The moment you slap a Cartesian coordinate system onto your plane, this sets up an explicit bijection between points and tuples, and the canonical basis transfers from one to the other. Or is it that once you've chosen a basis for your plane, the canonical basis of the tuples gives you a bijection between the two spaces, which again gives you a Cartesian coordinate system? Maybe a bit of both?

Answer 2

Let's say you are a "purist" and develop linear algebra based on the notion of an abstract vector space and are not even introduced to $\mathbb{F}^n$ with the standard vector space structure as an example. So you covered fields, vector spaces, subspaces, linear maps and so on. You might not even seen a concrete example of a vector space or a basis.
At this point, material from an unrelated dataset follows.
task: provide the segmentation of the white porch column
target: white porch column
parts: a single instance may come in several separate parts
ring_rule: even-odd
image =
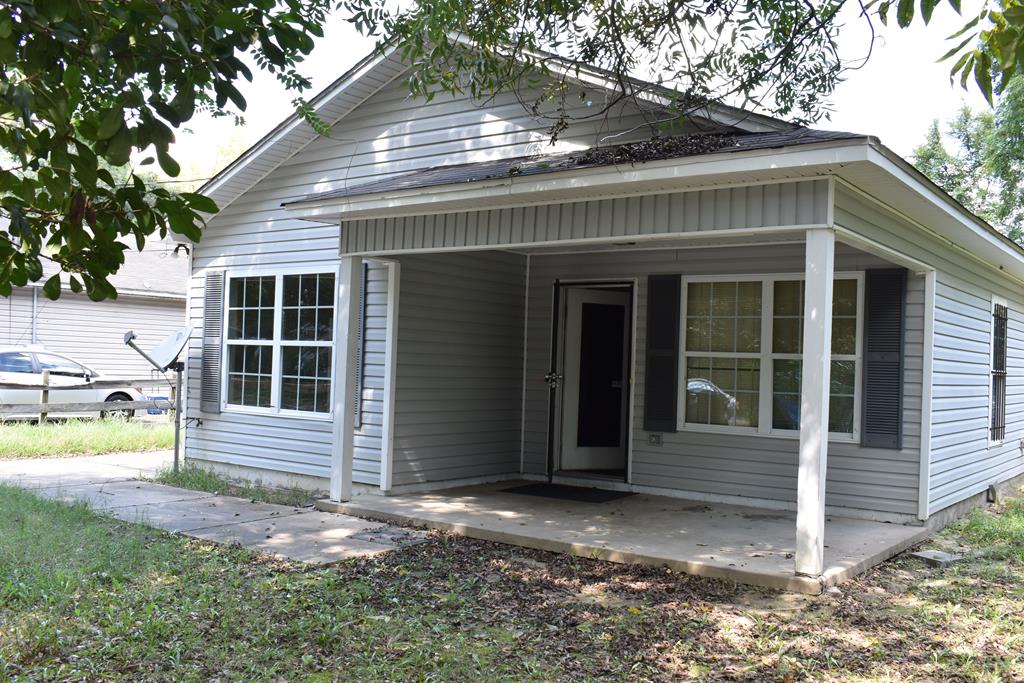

At some point, you define the notion of a basis and prove that if $V$ has a finite (ordered) basis $\mathcal{B} = (b_1,\dots,b_n)$ then any vector $v \in V$ has a unique representation as $v = x_1 b_1 + \dots + x_n b_n$ with $x_1,\dots,x_n \in \mathbb{F}$. This sets up a bijection of sets between $V$ and the space of tuples $\mathbb{F}^n$. Let's call this bijection which depends on $\mathcal{B}$ by $\varphi_{\mathcal{B}} \colon \mathbb{F}^n \rightarrow V$. It is given by $$ \varphi_{\mathcal{B}} \left( x_1, \dots, x_n \right) = x_1 b_1 +_{V} \dots +_{V} x_n b_n. $$ At this point, $\mathbb{F}^n$ is merely a set. Since $\varphi_{\mathcal{B}}$ is a bijection, by abstract nonsense you know that you can endow $\mathbb{F}^n$ with the structure of a vector space over $\mathbb{F}$ so that $\varphi_{\mathcal{B}}$ becomes an isomorphism. So you turn to find what is this structure and discover that it is actually the "standard" vector space structure on $\mathbb{F}^n$. While the bijection $\varphi_{\mathcal{B}}$ heavily depends on $\mathcal{B}$, the induced structure on $\mathbb{F}^n$ does not depend on the specific basis so it indeed deserves the title "standard".

So now $\varphi_{\mathcal{B}}$ and $\varphi_{\mathcal{B}}^{-1}$ (which is often denoted by $[v]_{\mathcal{B}}$ and maps a vector $v \in V$ to its coordinate vector) are isomorphisms and so they must send a basis to a basis. To which basis $\varphi_{\mathcal{B}}^{-1}$ sends the original basis $\mathcal{B}$? To the basis $\mathcal{E} = (e_1,\dots,e_n)$! Now again, no matter which basis $\mathcal{B}$ you use for $V$, the bijection $\varphi_{\mathcal{B}}^{-1}$ will map $\mathcal{B}$ to the same basis $\mathcal{E} = (e_1,\dots,e_n)$. Isn't it enough to give it the title "standard"?

Finally, here is something interesting. After you endowed $\mathbb{F}^n$ with a vector space structure, you can take $V = \mathbb{F}^n$, take some arbitrary basis $\mathcal{B}$ for $\mathbb{F}^n$ and consider the map $\varphi_{\mathcal{B}} \colon \mathbb{F}^n \rightarrow \mathbb{F}^n$. Each (ordered) basis $\mathcal{B}$ gives you a different automorphism $\varphi_{\mathcal{B}}$ and the "standard" basis (with the standard ordering) is the only one which gives you the "most standard" automorphism $\operatorname{id}_{\mathbb{F}^n}$. Phrased differently, the standard basis $\mathcal{E}$ for $\mathbb{F}^n$ is the only basis with respect to which we have $[v]_{\mathcal{E}} = v$ for all $v \in \mathbb{F}^n$ (so the vector $v$ and its coordinate representation with respect to $\mathcal{E}$ coincide!).